En más de una oportunidad hemos proclamado la necesidad de un riguroso cambio del sistema de proceso, es decir del instaurado por el nuevo Código del Proceso Penal que se aprobó por la Ley No. 19.293.
Para ello es necesario derogar el nuevo código vigente por entero, no hacerle cambios solamente, pues para instalar un verdadero sistema acusatorio –que es lo que se persiguió con el engendro actual– se hace necesario extirpar hasta su último vestigio. Esta es la opinión que han hecho pública autorizadas voces de los entendidos. También se ha dicho que una comisión que estaría por instalar o habría instalado el Poder Ejecutivo bajo la orientación del Dr. Jorge Díaz no sería lo más adecuado, por ser precisamente quien participó de su redacción. Coincidimos plenamente.
Seamos sensatos: si se quiere la redacción de un Código del Proceso en serio, hay que acudir a la cátedra y no a la improvisación.
Desde principios de 2015 en que se publicó la Ley 19.293 se nos vendió el nuevo Código del Proceso Penal como la panacea de sistema procesal acusatorio, sustituyendo al que se adjetivó como el anticuado y perimido sistema inquisitivo. Lo cierto es que aquel sistema, el derogado, realmente era mixto, con un principio inquisitivo y luego plenamente acusatorio y funcionaba mucho mejor que lo ocurrido después que fue suplantado por el actual.
Bajo el paraguas del acusatorio y alegando mayores garantías para los justiciables, entre las que se contaba con la oralidad, la publicidad y la superlativa garantía de un juez imparcial, se relegó a este, en la práctica abrumadoramente mayoritaria del proceso abreviado, al papel de un simple homologador de sus requisitos formales en incumplimiento flagrante del principio de inmediatez, piedra de toque para impedir que el magistrado condene sin verle la cara al imputado.
Con la posibilidad que brinda el nuevo código, más de un 90% elige la opción abreviada y en ese marco la Justicia premial se convierte en un mito, pues las antidemocráticas negociaciones que constituyen la base de la acusación y de la sentencia, no son un verdadero proceso penal sino un regateo cuasi comercial entre el fiscal y la defensa.

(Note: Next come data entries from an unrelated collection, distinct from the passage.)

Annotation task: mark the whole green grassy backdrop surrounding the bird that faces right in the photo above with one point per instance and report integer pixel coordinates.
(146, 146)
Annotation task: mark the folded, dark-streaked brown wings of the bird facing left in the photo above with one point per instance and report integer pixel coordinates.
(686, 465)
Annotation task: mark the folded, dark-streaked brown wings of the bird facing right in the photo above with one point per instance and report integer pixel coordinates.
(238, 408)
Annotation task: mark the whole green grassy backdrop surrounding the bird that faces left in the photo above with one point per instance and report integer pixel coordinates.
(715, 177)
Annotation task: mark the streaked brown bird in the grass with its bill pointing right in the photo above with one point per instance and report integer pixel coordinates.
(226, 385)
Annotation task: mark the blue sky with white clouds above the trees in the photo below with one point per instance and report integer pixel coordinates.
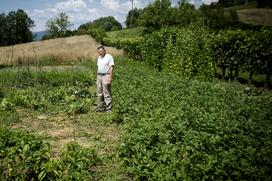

Diría más que una negociación, lo que existe es un intercambio de pretensiones entre situaciones tan desparejas, que permiten al fiscal un verdadero chantaje ante el cual el defensor puede hacer muy poco en beneficio de su patrocinado para sacarlo, después de su confesión, con la menor pena posible.
Esta desnaturalización del proceso acusatorio, que al parecer resulta de una imposición de un departamento de los EE. UU. y cuesta creer que un gobierno de izquierda lo esté apoyando en forma entusiasta y tan calladito la boca, admitiendo esa injerencia en temas del dominio doméstico, muestra a las claras la falta de conocimiento y la ausencia de la opinión de la cátedra, que no hubiera permitido un “proceso penal” sin verdadero proceso.
Obsérvese que las groseras inconstitucionalidades en que incurre el actual Código del Proceso Penal permiten imponer medidas cautelares (por ejemplo, la prisión) sin que conste la existencia de la semiplena prueba, o que sea el fiscal el que impone la sanción penal definitiva, o que el juez no tenga acceso a la prueba que recolecta la Fiscalía, o que sea sustancialmente el fiscal el que acusa y condena al mismo tiempo incurriendo de igual forma en el vicio que se adjudicaba al juez en el proceso inquisitivo por ser el mismo sujeto quien ordenaba la instrucción y también dictaba la sentencia de condena.
Todo esto no se arregla, como se aduce por algún interesado en defender el código cuya aplicación ha traído aparejado el mayor descrédito de la Justicia Penal en toda la historia, con la creación de un Ministerio de Justicia y Derechos Humanos.
También hemos manifestado nuestra oposición a la creación de otro ministerio y, además, con esa competencia. En primer lugar, por una razón de desproporción burocrática y de costos, en un país cuyas dimensiones, obviamente no necesitan de quince ministerios, cuando nuestra vecina Argentina tiene solamente doce. En segundo lugar, porque el contenido de sus competencias puede rozar, aunque fuere en mínimos aspectos, aquellas áreas que son privativas de otro poder del Estado, como es el Poder Judicial, a quien ni siquiera se ha consultado sobre el despropósito que sobrevuela en la mente de algunos voluntaristas.